Su aliento ardiente chocaba contra el oído de ella.
—¿A quién fuiste a ver al Club Monte Claro?
Su voz era grave y ronca. Al sentir esa respiración tan cerca de su oído, un repentino escalofrío le recorrió todo el cuerpo.
—No sé de qué hablas, suéltame ya —balbuceó Josefina.

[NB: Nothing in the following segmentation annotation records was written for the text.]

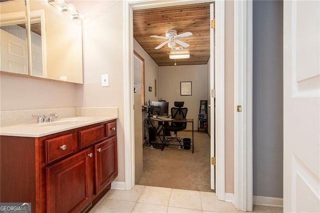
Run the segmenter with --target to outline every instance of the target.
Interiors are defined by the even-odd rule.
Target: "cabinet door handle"
[[[66,150],[66,145],[64,144],[62,146],[60,146],[60,148],[61,148],[62,150]]]

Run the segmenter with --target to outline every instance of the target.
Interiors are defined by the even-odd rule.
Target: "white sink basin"
[[[24,126],[56,126],[63,125],[74,125],[92,120],[92,118],[86,117],[72,117],[66,118],[58,118],[54,120],[52,122],[46,122],[45,123],[29,123],[25,124]]]

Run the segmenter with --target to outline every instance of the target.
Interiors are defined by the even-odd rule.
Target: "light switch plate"
[[[109,75],[108,74],[101,75],[101,86],[109,86]]]

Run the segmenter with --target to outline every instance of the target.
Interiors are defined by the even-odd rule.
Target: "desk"
[[[191,142],[190,142],[190,146],[192,146],[192,153],[194,153],[194,120],[193,119],[172,119],[172,118],[166,118],[162,117],[160,119],[158,118],[149,118],[149,120],[152,127],[154,127],[153,122],[158,122],[159,124],[159,126],[156,128],[156,136],[158,137],[162,144],[162,147],[161,150],[162,151],[164,146],[168,144],[166,143],[166,126],[164,126],[164,122],[190,122],[192,123],[192,138]]]

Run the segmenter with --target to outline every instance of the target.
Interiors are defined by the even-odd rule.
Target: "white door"
[[[214,4],[210,4],[210,20],[214,18]],[[210,157],[211,158],[215,156],[214,154],[214,110],[216,107],[214,106],[214,93],[212,92],[214,88],[214,29],[210,28],[210,90],[212,91],[212,94],[210,96],[210,105],[211,106],[209,108],[210,110]],[[214,172],[216,166],[212,165],[210,163],[210,174],[211,174],[211,182],[210,187],[212,190],[215,190],[214,185]]]
[[[2,70],[20,74],[28,74],[26,42],[2,30],[1,32]]]
[[[284,2],[284,212],[320,212],[320,11]]]

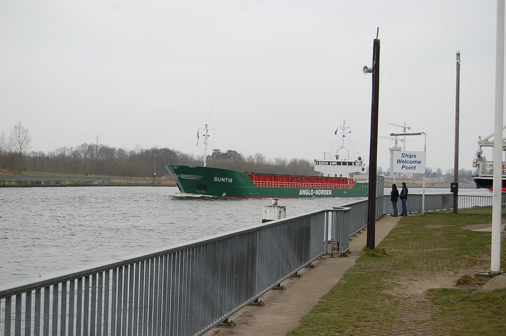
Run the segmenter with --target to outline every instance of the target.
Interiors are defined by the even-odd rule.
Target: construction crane
[[[411,129],[411,127],[410,127],[408,126],[406,126],[406,122],[405,121],[404,122],[404,123],[403,125],[399,125],[399,124],[392,124],[391,123],[388,123],[388,124],[389,125],[391,125],[392,126],[396,126],[398,127],[402,127],[402,132],[403,133],[406,133],[406,130],[410,130],[410,129]],[[403,143],[402,150],[405,151],[406,151],[406,135],[404,135],[402,139],[400,140],[400,141],[403,141],[404,142],[404,143]],[[397,136],[395,136],[395,148],[397,148]]]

La calidez de él era tanta que le hizo temblar la voz.
Le daba rabia reaccionar así.
Había tomado la firme decisión de olvidarlo, y ahí estaba, perdiendo la razón solo con sentir su presencia.
Sus cuerpos se conocían a la perfección.
Con un simple roce, despertaban los instintos más salvajes.
Era una atracción letal.
Y la peor adicción que le tocaba superar.
Precisamente por eso se resistía tanto a estar cerca de él.
Pero él no la soltó; al contrario, se pegó todavía más, rozándole la oreja con sus labios.
—Dime, Jose, ¿a quién fuiste a ver? ¿Por qué le sonreías así? ¿De qué platicaban que te veías tan feliz?
¡Josefina no tenía la menor idea de lo que él estaba insinuando!
¡Le reclamaba como si ella fuera la que le estuviera poniendo el cuerno!
¡Cuando el maldito infiel era él!
—No entiendo nada de lo que dices —dijo Josefina volteando la cara—. Estás borracho, ya suéltame.
Aquel movimiento dejó a la vista su cuello largo y blanco.
Él tragó saliva con dificultad. Esa maldita frialdad lo sofocaba; lo único que quería era volver a sentir la pasión de antes.